Circulating endocannabinoid levels, abdominal adiposity and related cardiometabolic risk factors in obese men.

作者信息

Côté M, Matias I, Lemieux I, Petrosino S, Alméras N, Després J-P, Di Marzo V

机构信息

Hôpital Laval Research Centre, Québec, Canada.

出版信息

Int J Obes (Lond). 2007 Apr;31(4):692-9. doi: 10.1038/sj.ijo.0803539. Epub 2007 Jan 16.

DOI:10.1038/sj.ijo.0803539
PMID:17224929
Abstract

OBJECTIVE

The link between excess intra-abdominal adiposity (IAA) and metabolic complications leading to type 2 diabetes and cardiovascular disease is well recognized. Blockade of endocannabinoid action at cannabinoid CB(1) receptors was shown to reduce these complications. Here, we investigated the relationship between IAA, circulating endocannabinoid levels and markers of cardiometabolic risk in male obese subjects.

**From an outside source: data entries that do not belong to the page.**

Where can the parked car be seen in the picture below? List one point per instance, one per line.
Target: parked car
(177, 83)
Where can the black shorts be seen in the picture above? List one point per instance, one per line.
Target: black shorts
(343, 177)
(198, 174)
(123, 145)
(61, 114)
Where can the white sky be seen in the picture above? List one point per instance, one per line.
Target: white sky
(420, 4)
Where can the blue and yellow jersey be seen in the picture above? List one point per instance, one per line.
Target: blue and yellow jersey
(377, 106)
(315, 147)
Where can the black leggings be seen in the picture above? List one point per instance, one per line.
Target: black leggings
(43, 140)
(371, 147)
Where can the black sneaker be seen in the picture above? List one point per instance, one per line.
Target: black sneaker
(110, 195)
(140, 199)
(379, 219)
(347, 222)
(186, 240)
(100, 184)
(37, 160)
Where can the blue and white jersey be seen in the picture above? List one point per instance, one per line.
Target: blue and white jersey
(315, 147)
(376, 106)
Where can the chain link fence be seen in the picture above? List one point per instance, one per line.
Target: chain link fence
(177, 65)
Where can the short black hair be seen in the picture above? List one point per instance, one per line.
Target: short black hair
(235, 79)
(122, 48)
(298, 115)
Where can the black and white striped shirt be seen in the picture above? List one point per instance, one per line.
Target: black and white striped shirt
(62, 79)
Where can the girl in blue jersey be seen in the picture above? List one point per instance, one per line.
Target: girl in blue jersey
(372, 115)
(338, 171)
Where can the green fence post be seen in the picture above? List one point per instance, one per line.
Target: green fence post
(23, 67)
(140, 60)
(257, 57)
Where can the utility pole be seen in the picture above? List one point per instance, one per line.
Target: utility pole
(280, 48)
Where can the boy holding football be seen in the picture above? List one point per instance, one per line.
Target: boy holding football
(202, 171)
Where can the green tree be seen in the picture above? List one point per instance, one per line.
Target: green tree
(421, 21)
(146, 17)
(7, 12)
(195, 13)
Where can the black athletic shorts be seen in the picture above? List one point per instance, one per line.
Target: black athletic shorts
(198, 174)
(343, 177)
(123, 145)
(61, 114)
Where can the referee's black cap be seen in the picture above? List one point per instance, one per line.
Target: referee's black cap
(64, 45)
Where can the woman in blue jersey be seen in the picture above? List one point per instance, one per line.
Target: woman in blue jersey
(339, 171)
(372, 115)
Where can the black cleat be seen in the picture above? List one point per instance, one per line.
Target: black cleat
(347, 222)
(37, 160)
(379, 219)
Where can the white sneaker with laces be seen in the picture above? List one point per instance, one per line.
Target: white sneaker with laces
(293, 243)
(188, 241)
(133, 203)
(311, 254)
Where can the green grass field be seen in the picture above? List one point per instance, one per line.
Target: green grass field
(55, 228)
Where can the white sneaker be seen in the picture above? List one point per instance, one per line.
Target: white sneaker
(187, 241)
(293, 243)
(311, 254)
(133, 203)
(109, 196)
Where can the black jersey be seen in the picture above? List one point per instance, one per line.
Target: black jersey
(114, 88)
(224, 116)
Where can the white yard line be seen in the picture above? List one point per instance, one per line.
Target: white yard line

DESIGN, SUBJECTS AND MEASUREMENTS: Fasting plasma levels of the endocannabinoids, anandamide (AEA) and 2-arachidonoylglycerol (2-AG), were measured by liquid chromatography-mass spectrometry in a study sample of 62 untreated asymptomatic men with body mass index (BMI) from 18.7 to 35.2 kg/m(2).

RESULTS

Plasma 2-AG, but not AEA, levels correlated positively with BMI, waist girth, IAA measured by computed tomography, and fasting plasma triglyceride and insulin levels, and negatively with high-density lipoprotein cholesterol and adiponectin levels. Obese men with similar BMI values (> or =30 kg/m(2)) but who markedly differed in their amount of IAA (< vs > or = 130 cm(2), n=17) exhibited higher 2-AG levels in the presence of high IAA. No difference in 2-AG concentrations was observed between obese men with low levels of IAA vs nonobese controls.

CONCLUSIONS

These results provide evidence for a relationship in men between a key endocannabinoid, 2-AG, and cardiometabolic risk factors, including IAA.

摘要

目的

腹内脂肪过多(IAA)与导致2型糖尿病和心血管疾病的代谢并发症之间的联系已得到充分认识。研究表明,阻断大麻素CB(1)受体处的内源性大麻素作用可减少这些并发症。在此,我们研究了男性肥胖受试者中IAA、循环内源性大麻素水平与心脏代谢风险标志物之间的关系。

设计、受试者与测量方法:通过液相色谱-质谱法测量了62名未经治疗的无症状男性研究样本的空腹血浆内源性大麻素水平,这些男性的体重指数(BMI)在18.7至35.2 kg/m(2)之间,内源性大麻素包括花生四烯乙醇胺(AEA)和2-花生四烯酸甘油酯(2-AG)。

结果

血浆2-AG水平而非AEA水平与BMI、腰围、通过计算机断层扫描测量的IAA、空腹血浆甘油三酯和胰岛素水平呈正相关,与高密度脂蛋白胆固醇和脂联素水平呈负相关。BMI值相似(≥30 kg/m(2))但IAA量显著不同(< vs ≥130 cm(2),n = 17)的肥胖男性,在IAA水平高时2-AG水平更高。IAA水平低的肥胖男性与非肥胖对照组之间未观察到2-AG浓度差异。

结论

这些结果为男性体内关键内源性大麻素2-AG与包括IAA在内的心脏代谢风险因素之间的关系提供了证据。